STREAT has a portfolio of hospitality businesses, from an artisan bakery to cafes around the city. And, while a STREAT café might look like any other, its entire operation is geared towards creating training and employment opportunities for young people facing real challenges. “We’re trying to stop the cycle of disadvantage”, explains Bec. “We tailor a young person’s journey with us based on their needs. We have clinical and forensic psychologists, youth workers and social workers embedded in our hospitality team, so we’re working on personal issues as well as vocational skills to ensure a young person’s future looks really different to their past.”

Free to Feed is another Melbourne-based social enterprise providing training, psycho-social support and creating employment opportunities, with a focus on people seeking asylum and refugees. Free to Feed creates shared food experiences that educate and acculturate, encouraging inclusive community attitudes by inviting us all to explore the rich cuisines and cultures of newly arrived people. From community cooking experiences with instructors from across the world, to catering, events and corporate team-building workshops, people of asylum seeker or refugee background use their existing skills and experiences to facilitate community interconnectivity and break the stifling sense of social isolation experienced by new arrivals. 

“Basing the employment model around food made sense to me”, says Loretta Bolotin, who co-founded Free to Feed with her husband Dan, who’s own parents were refugees, in 2015. “In all the refugee communities I’d worked, there was always passion and pride around sharing food, and the food was always exciting.” 

What started as a little pop-up cooking school was embraced by the community and the pair recently opened their new event space in Melbourne’s Fitzroy North to host cooking experiences, creative workshops and its empowerment, communication and leadership program. 

“Our nine-month program draws from best practice, research and our own experience working with people from asylum-seeking and refugee backgrounds who have passion and skills in food,” explains Loretta. “It does not prescribe a particular future pathway; instead, it nurtures and supports participants’ exploration of the connective, expressive and advocacy power in the Australian community.” Free to Feed also provides a 12-month Commercial Cooking, Training & Employment Program where participants spend 12 months in its commercial kitchen and graduate with a Cert 3 in Commercial Cookery from Box Hill Institute.

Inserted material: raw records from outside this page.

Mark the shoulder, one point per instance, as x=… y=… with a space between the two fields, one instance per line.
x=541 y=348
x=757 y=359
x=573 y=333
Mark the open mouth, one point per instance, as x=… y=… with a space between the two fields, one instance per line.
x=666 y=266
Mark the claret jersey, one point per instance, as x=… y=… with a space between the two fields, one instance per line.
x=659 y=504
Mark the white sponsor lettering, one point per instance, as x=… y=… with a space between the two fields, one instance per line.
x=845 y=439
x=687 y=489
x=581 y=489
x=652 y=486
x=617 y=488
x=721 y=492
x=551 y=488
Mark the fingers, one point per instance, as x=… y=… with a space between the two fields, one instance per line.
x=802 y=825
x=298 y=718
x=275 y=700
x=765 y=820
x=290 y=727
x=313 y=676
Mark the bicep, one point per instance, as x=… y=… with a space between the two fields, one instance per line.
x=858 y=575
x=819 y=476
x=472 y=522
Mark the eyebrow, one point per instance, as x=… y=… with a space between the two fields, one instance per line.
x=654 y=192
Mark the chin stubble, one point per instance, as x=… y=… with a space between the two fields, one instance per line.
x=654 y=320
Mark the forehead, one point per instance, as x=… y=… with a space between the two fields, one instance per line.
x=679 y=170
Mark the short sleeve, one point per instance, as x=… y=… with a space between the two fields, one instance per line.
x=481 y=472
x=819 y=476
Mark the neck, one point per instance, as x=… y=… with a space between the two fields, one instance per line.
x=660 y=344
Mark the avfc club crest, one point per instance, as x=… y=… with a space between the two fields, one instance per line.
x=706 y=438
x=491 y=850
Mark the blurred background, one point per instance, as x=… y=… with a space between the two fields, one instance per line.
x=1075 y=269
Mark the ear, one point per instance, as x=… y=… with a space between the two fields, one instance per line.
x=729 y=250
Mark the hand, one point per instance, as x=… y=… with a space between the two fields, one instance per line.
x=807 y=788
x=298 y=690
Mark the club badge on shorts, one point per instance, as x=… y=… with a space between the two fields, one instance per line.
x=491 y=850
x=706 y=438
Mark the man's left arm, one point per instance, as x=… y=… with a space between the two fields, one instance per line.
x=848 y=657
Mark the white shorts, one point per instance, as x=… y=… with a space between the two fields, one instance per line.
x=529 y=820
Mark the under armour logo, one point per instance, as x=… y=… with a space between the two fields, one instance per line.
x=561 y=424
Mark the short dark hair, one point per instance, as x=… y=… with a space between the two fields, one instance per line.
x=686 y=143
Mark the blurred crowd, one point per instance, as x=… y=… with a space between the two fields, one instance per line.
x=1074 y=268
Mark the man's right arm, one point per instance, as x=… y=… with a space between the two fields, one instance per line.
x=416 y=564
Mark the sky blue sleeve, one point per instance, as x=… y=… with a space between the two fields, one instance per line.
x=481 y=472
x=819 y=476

Both Free to Feed and STREAT demonstrate the power of food, culturally and socially, as a pathway to the rehabilitation or assimilation of people into a community. Acutely important and symbolic for people who have been separated from their home country, food can also provide an opportunity to change your life. Six months after completion, 76 percent of STREAT graduates are still in employment, education or training and, with less than 1 percent government funding each year, STREAT has saved governments (State and Commonwealth) $49 million through its holistic support model. 

“We’re essentially a training institution, a youth centre and a hospitality portfolio in one, so the extra complexity of our business model keeps us on our toes, but I wouldn’t have it any other way”, says Bec. “We’ve got a decade of amazing smiling faces who show us that your starting point in life doesn’t have to define the rest of your journey. The day they start can be the day things start to change.”